Biodiversity in your pastures provides many benefits to pasture productivity, soil health, animal performance, and wildlife habitat. The table below shows typical composition of our home pastures on our old Missouri farm.
There were many other less plentiful species present that are not listed. Nine different plant functional groups are represented in these pastures with 40+ individual species.The main point I wanted to make was the functional diversity of the pasture. A good mixture of cool-season and warm-season species, annuals as well as perennials, and grasses and legumes.

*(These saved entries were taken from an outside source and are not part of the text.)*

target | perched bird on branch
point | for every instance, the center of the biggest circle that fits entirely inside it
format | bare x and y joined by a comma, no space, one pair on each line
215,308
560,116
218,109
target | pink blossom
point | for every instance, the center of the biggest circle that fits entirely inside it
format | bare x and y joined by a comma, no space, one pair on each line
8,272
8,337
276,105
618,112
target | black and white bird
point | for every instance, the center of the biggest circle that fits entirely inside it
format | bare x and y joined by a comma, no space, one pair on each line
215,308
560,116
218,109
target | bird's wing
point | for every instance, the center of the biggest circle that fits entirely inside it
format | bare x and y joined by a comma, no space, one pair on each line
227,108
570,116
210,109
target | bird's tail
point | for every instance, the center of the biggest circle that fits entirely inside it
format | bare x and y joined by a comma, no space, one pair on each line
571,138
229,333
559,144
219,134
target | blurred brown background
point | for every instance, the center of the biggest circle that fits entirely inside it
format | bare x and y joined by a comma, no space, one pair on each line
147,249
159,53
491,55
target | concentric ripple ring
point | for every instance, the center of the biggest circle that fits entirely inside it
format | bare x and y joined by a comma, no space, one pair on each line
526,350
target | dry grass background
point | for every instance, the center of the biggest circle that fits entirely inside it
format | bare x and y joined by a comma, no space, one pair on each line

Much of this pasture started out as predominantly endophyte-infected tall fescue. While we did overseed legumes into the pasture, all the other species appeared in response to our grazing management. Aggressive grazing in the Spring followed by longer summer recovery periods was the approach we used to change the composition. Fescue is an aggressive, dominating grass only if you allow it to be. Every third year we stockpiled one third of the farm for winter grazing and that allowed the legumes and annual grasses to go to seed.

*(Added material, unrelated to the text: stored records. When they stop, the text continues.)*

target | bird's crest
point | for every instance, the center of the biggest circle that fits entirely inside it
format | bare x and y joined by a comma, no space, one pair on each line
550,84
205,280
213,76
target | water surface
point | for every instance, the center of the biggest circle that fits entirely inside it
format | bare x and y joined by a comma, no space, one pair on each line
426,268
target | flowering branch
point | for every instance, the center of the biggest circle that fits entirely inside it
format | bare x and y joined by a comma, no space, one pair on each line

We began doing daily rotation of both our cattle and sheep in 1988. Putting a heavy grazing impact on the tall fescue base in the Spring and early Summer is what allowed the pastures to flourish with diversity.
We relied on legume nitrogen-fixation, high stock density grazing, and building organic matter to provide the nitrogen required for grass production. In 23 years on that farm, we used nitrogen fertilizer on limited pastures a total of three occasions. Fertilizer with nitrogen is not at all necessary to have high producing pastures.